Wednesday, August 18, 2010

Interesting Fruiting Natives in U.P.

Quickpost: I forgot to post this last month. Cel Tungol and I had lunch with the treeman of MSI (U.P. Marine Science Institute), Prof. Ed Gomez. He is the frontrunner in native plant advocacy in the university and the metro. As we made our way to ROC in Bahay ng Alumni, we passed by the main library area and found a few exciting natives in fruit, the endemic baguilumbang (Reutealis trisperma), balitbitan (Cynometra ramiflora) and dungon (Heritiera sylvatica). In true hardcore tree advocate fashion, both Cel and the professor dirtied their hands in picking up the ripe seeds and sprouting seedlings, to be planted as propagation material.
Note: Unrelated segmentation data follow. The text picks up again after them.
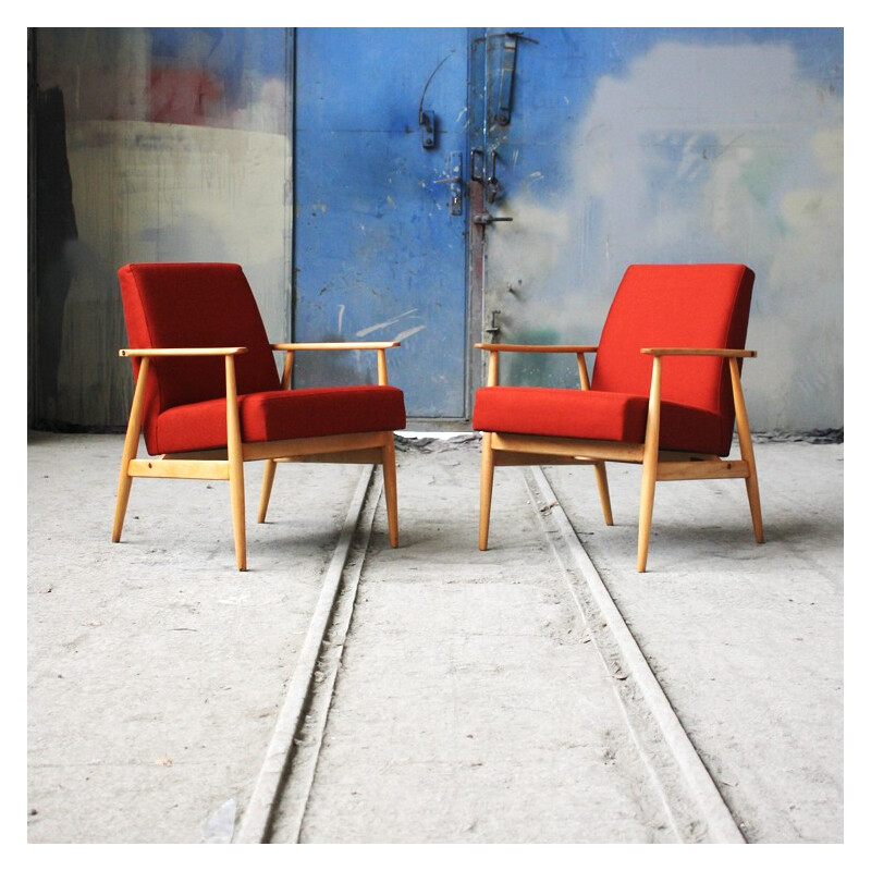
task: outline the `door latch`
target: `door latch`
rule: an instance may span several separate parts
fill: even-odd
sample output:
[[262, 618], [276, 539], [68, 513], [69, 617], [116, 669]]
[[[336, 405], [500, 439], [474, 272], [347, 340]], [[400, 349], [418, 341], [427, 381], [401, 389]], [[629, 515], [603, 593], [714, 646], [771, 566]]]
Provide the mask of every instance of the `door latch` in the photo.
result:
[[490, 214], [489, 211], [484, 211], [484, 212], [481, 212], [480, 214], [476, 214], [471, 219], [473, 223], [481, 224], [482, 226], [487, 226], [488, 224], [492, 224], [495, 221], [513, 221], [513, 220], [514, 220], [514, 218], [507, 218], [507, 217], [505, 217], [505, 218], [499, 217], [498, 218], [494, 214]]
[[436, 184], [451, 185], [451, 214], [463, 214], [463, 152], [451, 151], [447, 177], [437, 179]]

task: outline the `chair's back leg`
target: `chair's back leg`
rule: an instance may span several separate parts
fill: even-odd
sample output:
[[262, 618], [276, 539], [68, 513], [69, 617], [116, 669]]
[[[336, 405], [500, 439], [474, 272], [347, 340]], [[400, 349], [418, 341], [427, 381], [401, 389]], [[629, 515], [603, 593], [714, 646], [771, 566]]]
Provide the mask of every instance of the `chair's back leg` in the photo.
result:
[[487, 550], [490, 535], [490, 503], [493, 499], [493, 449], [492, 436], [484, 432], [481, 438], [481, 502], [478, 520], [478, 550]]
[[233, 541], [240, 572], [247, 568], [245, 552], [245, 474], [242, 459], [242, 430], [236, 402], [236, 370], [232, 355], [224, 357], [226, 371], [226, 458], [230, 464], [230, 506], [233, 515]]
[[638, 510], [638, 571], [647, 571], [647, 552], [650, 544], [650, 525], [653, 520], [653, 493], [657, 489], [657, 470], [660, 453], [660, 396], [662, 385], [662, 357], [653, 357], [650, 379], [650, 401], [645, 432], [645, 455], [641, 466], [641, 502]]
[[608, 488], [608, 471], [605, 471], [604, 461], [598, 459], [593, 463], [593, 468], [596, 469], [596, 486], [599, 488], [599, 501], [602, 503], [605, 526], [614, 526], [614, 515], [611, 513], [611, 491]]
[[127, 433], [124, 437], [124, 450], [121, 453], [121, 473], [118, 477], [118, 499], [115, 500], [115, 517], [112, 524], [112, 541], [121, 541], [121, 530], [124, 528], [124, 517], [127, 513], [130, 489], [133, 478], [130, 476], [130, 462], [136, 458], [139, 450], [139, 433], [143, 427], [143, 412], [145, 407], [145, 382], [148, 378], [150, 360], [144, 357], [139, 364], [139, 375], [136, 388], [133, 391], [133, 404], [127, 420]]
[[384, 434], [381, 449], [381, 469], [384, 476], [384, 503], [388, 510], [388, 538], [391, 548], [400, 547], [400, 510], [396, 494], [396, 449], [393, 433]]
[[263, 463], [263, 483], [260, 487], [260, 505], [257, 508], [257, 523], [266, 523], [266, 513], [269, 510], [269, 498], [272, 495], [272, 481], [275, 480], [275, 463], [274, 459], [267, 459]]
[[738, 429], [738, 444], [741, 449], [741, 459], [747, 463], [749, 475], [745, 479], [747, 484], [747, 499], [750, 503], [750, 517], [753, 520], [753, 535], [756, 540], [762, 544], [765, 541], [765, 533], [762, 529], [762, 503], [759, 499], [759, 478], [756, 473], [756, 457], [753, 455], [753, 440], [750, 436], [750, 421], [747, 417], [747, 406], [744, 403], [744, 391], [741, 390], [741, 377], [738, 369], [738, 360], [729, 358], [729, 373], [732, 375], [732, 394], [735, 400], [735, 422]]

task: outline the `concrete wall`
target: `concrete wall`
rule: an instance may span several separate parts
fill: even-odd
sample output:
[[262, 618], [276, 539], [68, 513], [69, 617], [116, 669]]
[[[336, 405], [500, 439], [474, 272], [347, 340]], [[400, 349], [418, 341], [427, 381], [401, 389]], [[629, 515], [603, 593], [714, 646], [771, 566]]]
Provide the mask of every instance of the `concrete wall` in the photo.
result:
[[32, 424], [125, 421], [116, 270], [126, 262], [240, 262], [273, 341], [286, 338], [286, 39], [280, 29], [37, 30]]

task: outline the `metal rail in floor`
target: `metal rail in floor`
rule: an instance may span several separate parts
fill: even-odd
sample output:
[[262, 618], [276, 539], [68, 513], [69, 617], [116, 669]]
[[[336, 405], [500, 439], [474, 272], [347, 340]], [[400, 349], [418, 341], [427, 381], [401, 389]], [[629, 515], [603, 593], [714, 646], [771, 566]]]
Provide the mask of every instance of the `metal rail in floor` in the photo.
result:
[[[664, 839], [745, 843], [723, 797], [662, 690], [629, 627], [575, 535], [541, 468], [524, 473], [541, 535], [585, 627], [577, 643], [592, 642], [667, 824]], [[317, 778], [336, 675], [364, 574], [369, 535], [381, 495], [380, 471], [364, 469], [303, 653], [235, 843], [297, 843]], [[663, 839], [651, 835], [651, 839]]]

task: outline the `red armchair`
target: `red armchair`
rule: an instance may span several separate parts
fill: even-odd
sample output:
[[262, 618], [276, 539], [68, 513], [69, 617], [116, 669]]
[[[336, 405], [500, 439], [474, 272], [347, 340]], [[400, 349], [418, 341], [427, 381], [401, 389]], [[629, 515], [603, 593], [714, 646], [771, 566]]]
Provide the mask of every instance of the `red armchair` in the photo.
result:
[[[234, 263], [130, 263], [119, 270], [136, 388], [121, 461], [112, 541], [120, 541], [134, 478], [228, 480], [236, 563], [246, 568], [243, 464], [266, 461], [263, 523], [282, 459], [383, 466], [388, 528], [398, 544], [393, 431], [403, 392], [388, 383], [398, 342], [270, 345]], [[293, 390], [296, 352], [371, 349], [378, 384]], [[284, 352], [279, 379], [273, 352]], [[137, 457], [139, 436], [154, 458]]]
[[[756, 356], [744, 349], [753, 279], [734, 263], [630, 266], [598, 346], [476, 345], [489, 353], [473, 416], [483, 433], [479, 548], [488, 545], [494, 466], [593, 465], [611, 525], [606, 461], [642, 467], [639, 572], [658, 481], [743, 478], [756, 540], [764, 541], [740, 383], [743, 358]], [[581, 389], [500, 385], [500, 354], [514, 352], [576, 354]], [[736, 420], [740, 458], [728, 459]]]

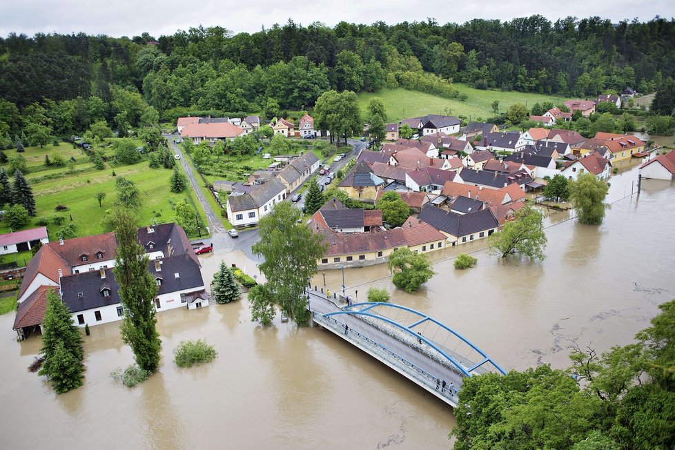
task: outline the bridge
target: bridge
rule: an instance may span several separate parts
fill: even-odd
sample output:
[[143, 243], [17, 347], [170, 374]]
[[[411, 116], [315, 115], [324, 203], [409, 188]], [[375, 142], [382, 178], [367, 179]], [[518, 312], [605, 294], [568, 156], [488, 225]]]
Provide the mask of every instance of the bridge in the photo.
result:
[[315, 290], [307, 292], [307, 307], [315, 324], [453, 407], [465, 377], [505, 374], [465, 338], [414, 309], [392, 303], [345, 303]]

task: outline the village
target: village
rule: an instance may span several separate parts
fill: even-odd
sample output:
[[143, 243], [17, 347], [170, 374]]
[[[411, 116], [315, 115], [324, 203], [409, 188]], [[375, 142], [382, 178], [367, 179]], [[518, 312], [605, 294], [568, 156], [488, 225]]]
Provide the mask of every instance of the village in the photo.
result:
[[[620, 101], [618, 96], [598, 100]], [[596, 103], [571, 100], [565, 106], [585, 116], [593, 112]], [[672, 179], [675, 153], [650, 157], [654, 155], [646, 142], [631, 135], [598, 133], [585, 139], [576, 131], [555, 128], [571, 115], [554, 108], [544, 116], [531, 117], [542, 126], [522, 133], [487, 122], [462, 126], [451, 116], [405, 119], [387, 124], [385, 141], [354, 140], [352, 151], [332, 162], [322, 162], [312, 151], [277, 156], [273, 163], [270, 155], [261, 155], [270, 162], [266, 170], [253, 172], [243, 182], [217, 180], [211, 193], [216, 198], [219, 192], [226, 195], [224, 209], [233, 227], [231, 237], [237, 235], [237, 229], [255, 227], [276, 204], [292, 197], [293, 204], [306, 213], [309, 229], [325, 243], [326, 253], [317, 261], [323, 271], [384, 263], [401, 248], [429, 253], [485, 239], [514, 219], [528, 202], [545, 200], [542, 190], [555, 177], [573, 180], [587, 173], [607, 181], [624, 162], [636, 157], [645, 160], [640, 177]], [[172, 145], [182, 140], [213, 145], [257, 130], [260, 121], [257, 116], [182, 117], [177, 124], [179, 137], [170, 139]], [[288, 139], [318, 139], [330, 134], [315, 129], [308, 114], [297, 126], [284, 119], [269, 125], [275, 135]], [[412, 131], [409, 139], [400, 135], [404, 128]], [[371, 149], [371, 144], [379, 148]], [[308, 213], [298, 191], [317, 177], [323, 190], [324, 184], [333, 183], [339, 167], [342, 176], [334, 186], [362, 207], [348, 208], [333, 197]], [[387, 223], [375, 206], [388, 193], [409, 208], [402, 223]], [[26, 268], [17, 296], [14, 329], [19, 339], [41, 329], [47, 292], [55, 288], [79, 326], [123, 318], [111, 270], [114, 233], [49, 242], [41, 227], [3, 235], [0, 239], [6, 254], [41, 246]], [[173, 223], [140, 228], [137, 241], [150, 260], [148, 270], [159, 286], [157, 311], [208, 306], [211, 280], [204, 281], [197, 254], [211, 251], [211, 247], [190, 243], [183, 228]]]

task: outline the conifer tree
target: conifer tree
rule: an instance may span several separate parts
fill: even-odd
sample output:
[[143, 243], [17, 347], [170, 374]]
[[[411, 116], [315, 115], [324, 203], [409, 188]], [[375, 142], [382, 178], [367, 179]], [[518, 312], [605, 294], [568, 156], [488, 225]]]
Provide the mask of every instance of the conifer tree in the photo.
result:
[[177, 166], [173, 168], [173, 174], [171, 175], [171, 192], [178, 193], [185, 190], [188, 186], [188, 179], [180, 171]]
[[157, 282], [148, 270], [148, 255], [136, 242], [138, 228], [131, 213], [120, 208], [114, 221], [117, 254], [112, 273], [124, 308], [124, 321], [119, 331], [122, 341], [131, 347], [136, 363], [144, 370], [154, 372], [159, 365], [162, 344], [155, 310]]
[[242, 290], [235, 280], [235, 275], [225, 265], [224, 261], [220, 262], [220, 268], [213, 277], [213, 291], [215, 301], [218, 303], [229, 303], [239, 300], [242, 296]]
[[79, 387], [84, 378], [82, 336], [72, 323], [68, 307], [53, 289], [47, 293], [47, 309], [42, 329], [41, 353], [44, 362], [39, 375], [49, 378], [57, 393]]
[[324, 193], [321, 192], [316, 177], [313, 177], [309, 182], [307, 195], [304, 197], [305, 211], [307, 214], [314, 214], [324, 206], [325, 201]]
[[35, 215], [35, 199], [33, 198], [33, 189], [23, 177], [21, 170], [14, 173], [14, 186], [12, 188], [13, 204], [26, 208], [28, 215]]
[[12, 188], [10, 186], [10, 177], [5, 169], [0, 168], [0, 206], [12, 204]]

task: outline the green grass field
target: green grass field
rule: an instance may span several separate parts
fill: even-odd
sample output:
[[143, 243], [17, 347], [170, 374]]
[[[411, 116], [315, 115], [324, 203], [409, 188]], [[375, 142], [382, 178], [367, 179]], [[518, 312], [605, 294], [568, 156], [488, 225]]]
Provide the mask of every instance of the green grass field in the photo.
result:
[[538, 101], [550, 101], [554, 104], [562, 103], [567, 99], [543, 94], [504, 92], [501, 90], [482, 90], [470, 88], [461, 83], [453, 85], [460, 94], [466, 94], [465, 101], [459, 99], [444, 99], [406, 89], [381, 89], [375, 92], [359, 94], [359, 106], [365, 113], [368, 101], [373, 97], [379, 97], [384, 104], [388, 119], [398, 121], [407, 117], [417, 117], [427, 114], [446, 114], [446, 108], [450, 109], [450, 115], [465, 116], [471, 120], [482, 119], [487, 120], [494, 115], [492, 102], [499, 101], [500, 112], [506, 111], [514, 103], [527, 104], [528, 108]]
[[[45, 152], [61, 149], [68, 150], [68, 153], [64, 152], [64, 157], [71, 155], [70, 150], [73, 150], [72, 146], [64, 143], [56, 148], [46, 146], [41, 150], [42, 153], [40, 153], [39, 147], [27, 148], [26, 154], [30, 155], [34, 160], [43, 162]], [[31, 217], [24, 228], [36, 226], [35, 222], [40, 217], [50, 218], [60, 215], [66, 218], [64, 225], [70, 223], [72, 217], [77, 227], [75, 232], [77, 236], [102, 233], [101, 219], [104, 212], [112, 206], [117, 199], [115, 177], [112, 175], [113, 169], [117, 176], [128, 178], [136, 184], [140, 190], [141, 206], [137, 218], [141, 226], [152, 223], [155, 218], [157, 222], [173, 222], [175, 217], [173, 206], [181, 198], [185, 199], [188, 204], [199, 204], [191, 189], [180, 194], [172, 193], [169, 189], [169, 179], [173, 170], [149, 168], [146, 157], [136, 164], [114, 167], [106, 164], [105, 169], [97, 170], [89, 162], [88, 157], [81, 157], [81, 150], [77, 149], [74, 151], [75, 153], [72, 155], [75, 156], [78, 164], [73, 173], [69, 173], [67, 168], [49, 168], [32, 173], [26, 177], [33, 189], [37, 214], [35, 217]], [[16, 153], [16, 150], [6, 150], [6, 153], [11, 157]], [[7, 165], [4, 166], [6, 168]], [[46, 177], [48, 175], [53, 178]], [[11, 183], [11, 177], [10, 179]], [[96, 193], [99, 192], [105, 193], [106, 195], [100, 207], [95, 197]], [[57, 212], [55, 208], [58, 205], [67, 206], [68, 211]], [[197, 207], [197, 210], [200, 218], [206, 223], [206, 216], [202, 208]], [[48, 226], [50, 240], [57, 238], [58, 232], [61, 228], [55, 224]], [[9, 231], [8, 224], [0, 222], [0, 233], [8, 233]]]

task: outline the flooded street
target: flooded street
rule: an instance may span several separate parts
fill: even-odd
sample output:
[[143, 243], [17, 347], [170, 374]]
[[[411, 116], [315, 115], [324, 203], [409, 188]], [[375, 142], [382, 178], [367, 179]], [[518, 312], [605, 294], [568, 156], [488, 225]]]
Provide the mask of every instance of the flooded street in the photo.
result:
[[[438, 274], [418, 293], [395, 290], [384, 265], [344, 271], [346, 293], [364, 300], [384, 287], [392, 302], [434, 317], [505, 369], [569, 365], [568, 346], [598, 351], [627, 344], [675, 297], [675, 187], [648, 180], [637, 189], [632, 161], [610, 179], [612, 203], [600, 226], [578, 224], [574, 211], [551, 211], [543, 262], [505, 262], [485, 241], [433, 254]], [[625, 198], [623, 198], [625, 197]], [[450, 258], [472, 252], [478, 266], [455, 271]], [[207, 283], [220, 258], [260, 277], [242, 252], [202, 259]], [[341, 290], [342, 273], [326, 284]], [[323, 286], [320, 272], [313, 284]], [[393, 371], [318, 329], [251, 322], [248, 302], [157, 315], [159, 371], [136, 389], [111, 371], [133, 360], [119, 324], [85, 338], [85, 384], [55, 394], [27, 372], [39, 338], [16, 342], [14, 314], [0, 316], [0, 448], [449, 448], [451, 409]], [[206, 339], [215, 362], [179, 369], [172, 350]]]

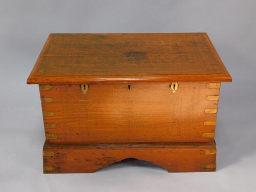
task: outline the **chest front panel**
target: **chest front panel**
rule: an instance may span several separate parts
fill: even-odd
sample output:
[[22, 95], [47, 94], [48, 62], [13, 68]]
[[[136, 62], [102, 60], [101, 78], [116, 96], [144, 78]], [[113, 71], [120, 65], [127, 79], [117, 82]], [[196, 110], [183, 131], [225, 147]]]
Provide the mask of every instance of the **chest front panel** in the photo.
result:
[[220, 83], [178, 82], [175, 93], [170, 84], [39, 85], [47, 141], [213, 141]]

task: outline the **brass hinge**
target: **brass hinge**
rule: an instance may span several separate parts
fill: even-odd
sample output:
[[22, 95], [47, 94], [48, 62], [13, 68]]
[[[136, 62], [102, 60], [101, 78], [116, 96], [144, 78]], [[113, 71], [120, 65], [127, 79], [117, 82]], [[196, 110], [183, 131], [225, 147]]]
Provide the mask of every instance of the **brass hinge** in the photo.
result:
[[169, 86], [173, 91], [173, 93], [174, 93], [176, 92], [178, 89], [178, 83], [177, 82], [172, 82]]

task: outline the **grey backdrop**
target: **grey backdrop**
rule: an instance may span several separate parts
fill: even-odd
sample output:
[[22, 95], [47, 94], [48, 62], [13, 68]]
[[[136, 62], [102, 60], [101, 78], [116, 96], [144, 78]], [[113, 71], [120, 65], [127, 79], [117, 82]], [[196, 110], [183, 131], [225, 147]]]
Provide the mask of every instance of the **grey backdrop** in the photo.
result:
[[[0, 190], [255, 191], [256, 1], [0, 1]], [[43, 175], [38, 87], [27, 78], [50, 33], [207, 32], [233, 78], [221, 87], [216, 173], [126, 160]]]

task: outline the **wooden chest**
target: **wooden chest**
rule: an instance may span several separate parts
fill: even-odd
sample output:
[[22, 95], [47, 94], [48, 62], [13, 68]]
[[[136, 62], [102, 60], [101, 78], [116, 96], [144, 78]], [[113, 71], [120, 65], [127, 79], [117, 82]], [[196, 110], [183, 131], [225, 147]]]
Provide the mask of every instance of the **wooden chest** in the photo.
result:
[[129, 158], [215, 170], [220, 88], [231, 81], [206, 33], [51, 34], [27, 81], [39, 84], [44, 172]]

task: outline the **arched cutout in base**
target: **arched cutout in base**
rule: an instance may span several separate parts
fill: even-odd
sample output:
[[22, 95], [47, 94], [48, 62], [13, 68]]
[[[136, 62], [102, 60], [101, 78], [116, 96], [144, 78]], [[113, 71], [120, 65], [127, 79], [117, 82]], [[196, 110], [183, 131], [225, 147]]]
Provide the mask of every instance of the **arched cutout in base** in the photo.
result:
[[216, 168], [215, 142], [45, 144], [43, 156], [45, 173], [93, 173], [130, 158], [148, 162], [169, 172], [212, 172]]
[[96, 170], [96, 172], [110, 170], [130, 167], [147, 167], [155, 169], [165, 170], [164, 168], [163, 168], [163, 167], [152, 163], [150, 162], [144, 160], [140, 160], [136, 158], [128, 158], [123, 159], [120, 161], [111, 163], [106, 167], [100, 168], [99, 169]]

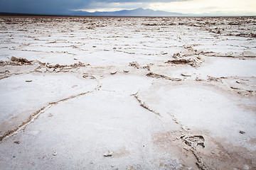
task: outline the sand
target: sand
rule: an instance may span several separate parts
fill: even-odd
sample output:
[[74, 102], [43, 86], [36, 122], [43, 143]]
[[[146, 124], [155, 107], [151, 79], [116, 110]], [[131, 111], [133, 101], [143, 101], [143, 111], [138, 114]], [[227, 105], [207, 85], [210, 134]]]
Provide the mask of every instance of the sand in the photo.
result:
[[0, 17], [3, 169], [255, 169], [255, 17]]

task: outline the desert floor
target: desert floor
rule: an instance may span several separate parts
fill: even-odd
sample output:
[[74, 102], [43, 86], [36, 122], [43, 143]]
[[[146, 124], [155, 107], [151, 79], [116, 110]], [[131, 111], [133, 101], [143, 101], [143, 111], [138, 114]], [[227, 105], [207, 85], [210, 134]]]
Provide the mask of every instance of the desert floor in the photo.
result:
[[256, 17], [0, 17], [1, 169], [256, 169]]

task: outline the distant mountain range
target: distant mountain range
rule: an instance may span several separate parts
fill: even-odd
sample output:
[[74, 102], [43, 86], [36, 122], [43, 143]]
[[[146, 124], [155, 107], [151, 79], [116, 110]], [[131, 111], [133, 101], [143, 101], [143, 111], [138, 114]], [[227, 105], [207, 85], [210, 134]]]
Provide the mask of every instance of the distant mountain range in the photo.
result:
[[188, 15], [166, 12], [163, 11], [154, 11], [152, 9], [137, 8], [132, 10], [122, 10], [112, 12], [87, 12], [87, 11], [70, 11], [68, 13], [41, 14], [41, 13], [2, 13], [0, 16], [187, 16]]
[[113, 12], [86, 12], [74, 11], [71, 16], [187, 16], [180, 13], [166, 12], [163, 11], [154, 11], [152, 9], [137, 8], [133, 10], [122, 10]]

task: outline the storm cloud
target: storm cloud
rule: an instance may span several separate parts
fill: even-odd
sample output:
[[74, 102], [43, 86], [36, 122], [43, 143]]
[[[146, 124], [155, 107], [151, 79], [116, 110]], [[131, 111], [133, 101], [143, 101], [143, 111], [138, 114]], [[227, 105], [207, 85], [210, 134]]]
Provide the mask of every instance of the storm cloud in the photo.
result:
[[171, 1], [181, 0], [0, 0], [0, 11], [56, 14], [81, 8], [144, 8], [146, 3]]

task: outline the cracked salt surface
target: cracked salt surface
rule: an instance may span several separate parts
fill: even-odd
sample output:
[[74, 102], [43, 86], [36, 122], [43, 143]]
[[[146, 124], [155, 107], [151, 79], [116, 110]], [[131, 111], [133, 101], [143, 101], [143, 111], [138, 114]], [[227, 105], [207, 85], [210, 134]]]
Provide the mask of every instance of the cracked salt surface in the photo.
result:
[[256, 168], [255, 17], [0, 23], [1, 167]]

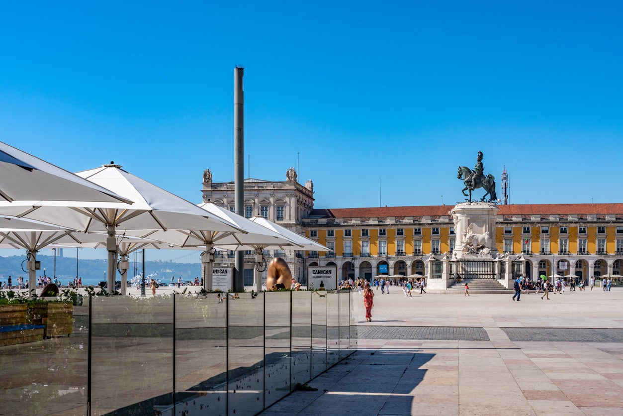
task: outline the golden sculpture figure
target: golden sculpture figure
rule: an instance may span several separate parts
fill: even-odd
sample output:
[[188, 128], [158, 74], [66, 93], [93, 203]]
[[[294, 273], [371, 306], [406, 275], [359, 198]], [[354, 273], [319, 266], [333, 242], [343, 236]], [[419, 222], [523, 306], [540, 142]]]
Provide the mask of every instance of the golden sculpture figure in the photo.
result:
[[275, 257], [269, 264], [266, 275], [266, 288], [269, 291], [290, 289], [292, 286], [292, 273], [288, 263], [280, 257]]

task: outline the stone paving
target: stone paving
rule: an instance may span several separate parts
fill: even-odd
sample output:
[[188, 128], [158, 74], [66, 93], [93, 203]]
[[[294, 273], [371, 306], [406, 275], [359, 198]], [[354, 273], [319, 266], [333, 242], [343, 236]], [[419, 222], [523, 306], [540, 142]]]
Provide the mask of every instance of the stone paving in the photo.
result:
[[[373, 322], [363, 306], [356, 311], [359, 350], [308, 384], [317, 390], [295, 392], [260, 414], [622, 415], [619, 290], [549, 301], [523, 294], [521, 302], [378, 293]], [[427, 336], [477, 329], [483, 341], [475, 331], [465, 340]]]

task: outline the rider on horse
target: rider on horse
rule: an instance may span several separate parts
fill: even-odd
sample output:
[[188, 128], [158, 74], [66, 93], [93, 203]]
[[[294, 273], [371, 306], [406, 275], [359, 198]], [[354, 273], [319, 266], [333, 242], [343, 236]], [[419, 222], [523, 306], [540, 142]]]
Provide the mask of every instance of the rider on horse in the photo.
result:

A few more tree hopefuls saved from the blades of the U.P. grass cutters.

5 comments:

indioman said...

indeed Very interesting!I've been reading all ur entries everytime... Patrick, do you have any idea if there is such a bauhinia tree specie that is native to the Philippines. What about palo maria, is it also native here. Thanks a lot!
I'm Jay by the way, working in forbes park and we've met before if u can remember. I was the one wth Ms. Sarmiento Schmid, the lady who asked for your help re Phil native trees to be planted in the village... Thanks & Morepower 2 ur blog.

metscaper said...

Hello. Yes I remember you. Palo maria is same as bitaog. It is native. Wrote about it an early post.

I only know of 2 Bauhinia tree natives, Bauhinias malabarica and binnata. But there are more native Bauhinias but most are vines.

石JaquelynS_Whitesi白 said...

期待新的內容 感謝你................................................

Unknown said...

I had personally gathered about 2,000 wildlings of the Balitbitan around UP. I missed hundreds when I delayed picking them up - the ground maintenance staff leveled all that appear more than an inch high from the ground. It was good that the one assigned at the Law Bldg. swept all the seeds under the tree and where a mound of thousands of B. wildlings grew later. They are now in Cavinti, Laguna waiting to be planted when the rainy season starts. :D It is good shade tree, has lots of leaf litters to restore the top soil + all life activated when the leaf crumbles.

metscaper said...

Congratulations!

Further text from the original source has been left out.